Is free-market capitalism compatible with environmental sustainability? Perhaps it is, but not without restraints. Indeed, there is hope. Problems of pollution and growth will only grow worse until we find a way to price goods by their holistic cost: production and environmental and social impacts. Let’s do away with contempocentrism, the philosophy of short-sightedness that disregards the welfare of current and future generations, to whom we have a fundamental obligation.

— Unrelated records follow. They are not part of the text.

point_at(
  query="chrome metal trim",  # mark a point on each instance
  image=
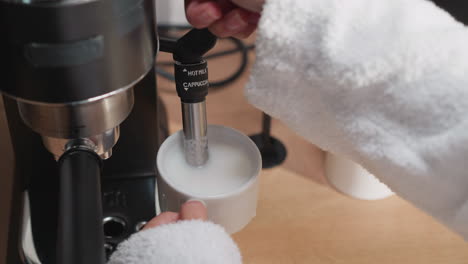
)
(75, 103)
(140, 225)
(78, 121)
(195, 133)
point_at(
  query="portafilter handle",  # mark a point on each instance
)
(80, 236)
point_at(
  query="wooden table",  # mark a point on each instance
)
(300, 219)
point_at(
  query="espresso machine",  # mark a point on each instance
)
(79, 92)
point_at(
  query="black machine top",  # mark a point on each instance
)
(53, 52)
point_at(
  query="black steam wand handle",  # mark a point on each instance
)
(80, 236)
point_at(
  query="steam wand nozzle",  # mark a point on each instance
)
(191, 77)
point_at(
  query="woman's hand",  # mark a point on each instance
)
(192, 210)
(225, 18)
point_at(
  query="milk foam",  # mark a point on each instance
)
(229, 167)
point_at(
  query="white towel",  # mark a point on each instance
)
(383, 82)
(184, 242)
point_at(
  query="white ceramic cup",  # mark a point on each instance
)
(235, 206)
(353, 180)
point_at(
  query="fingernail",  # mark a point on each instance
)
(254, 18)
(235, 23)
(195, 200)
(207, 17)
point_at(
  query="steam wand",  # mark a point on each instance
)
(191, 77)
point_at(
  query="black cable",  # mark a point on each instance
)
(240, 47)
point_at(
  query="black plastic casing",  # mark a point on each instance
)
(191, 81)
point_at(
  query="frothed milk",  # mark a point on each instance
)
(229, 167)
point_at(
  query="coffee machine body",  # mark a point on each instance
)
(78, 79)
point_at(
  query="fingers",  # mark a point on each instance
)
(202, 13)
(222, 17)
(238, 22)
(193, 210)
(162, 219)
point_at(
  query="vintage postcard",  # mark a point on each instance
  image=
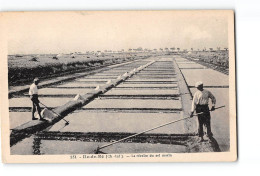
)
(118, 86)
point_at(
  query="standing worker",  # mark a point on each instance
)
(200, 104)
(33, 92)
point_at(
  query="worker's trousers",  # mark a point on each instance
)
(204, 119)
(35, 105)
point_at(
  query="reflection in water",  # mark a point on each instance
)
(36, 146)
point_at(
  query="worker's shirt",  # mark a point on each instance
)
(202, 98)
(33, 89)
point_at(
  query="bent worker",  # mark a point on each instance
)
(33, 92)
(200, 105)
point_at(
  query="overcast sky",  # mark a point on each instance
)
(35, 33)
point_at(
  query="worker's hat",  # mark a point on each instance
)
(36, 79)
(198, 84)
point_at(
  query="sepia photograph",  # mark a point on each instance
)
(118, 86)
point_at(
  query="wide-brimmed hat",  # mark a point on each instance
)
(36, 79)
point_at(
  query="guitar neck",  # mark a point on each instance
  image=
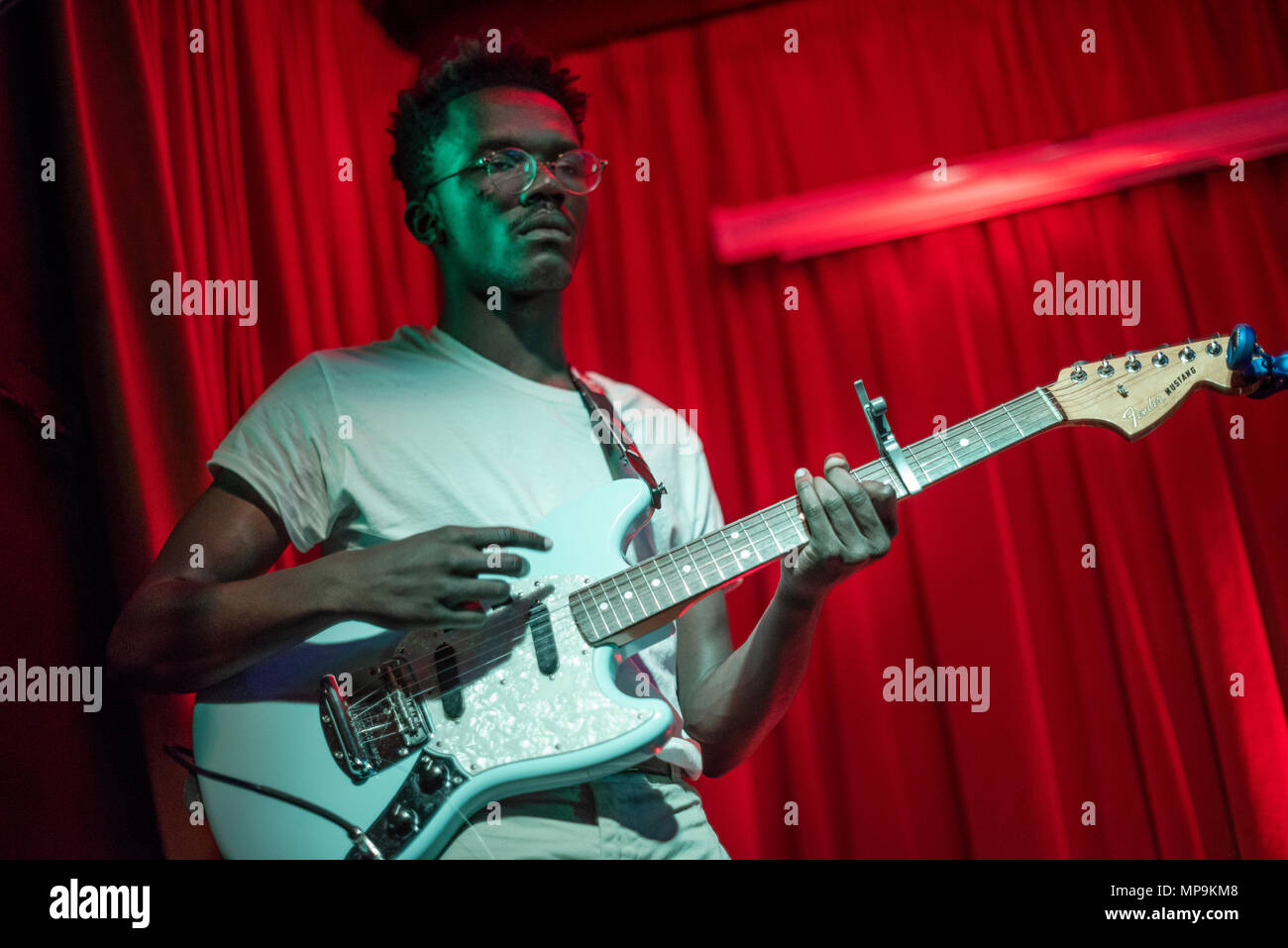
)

Also, our obsession with the “growth fetish” must die. Contrary to the opinions of transnational corporations and their major employees, the government’s growth does not equate to progress. We should create static economic operations in which the goal is not a standard of living, but the quality of human and ecological life.Systemic woes aside, what can each of us do to usher in sustainability? A lot. If you commute, ask yourself if you could take mass-transit instead, or carpool. Keep your electronics off at night, especially your computers and use natural lighting when possible.
Science demonstrates that organic food is often considerably more nutritious than industrial-made food, and isn’t grown with toxic pesticides and fertilizers. If you shop often, consider researching the businesses you patronize. Have they paid fines for environmental mismanagement? Do they condone sweatshop labor or underpay their workers? Reduce your consumption by using a stainless steel mug instead of a water bottle.
And of course, recycle as much as possible.This is only a small list of the lifestyle changes you can make to help save the planet. Remember, we’re all in this together. It is as a species united that we will overcome.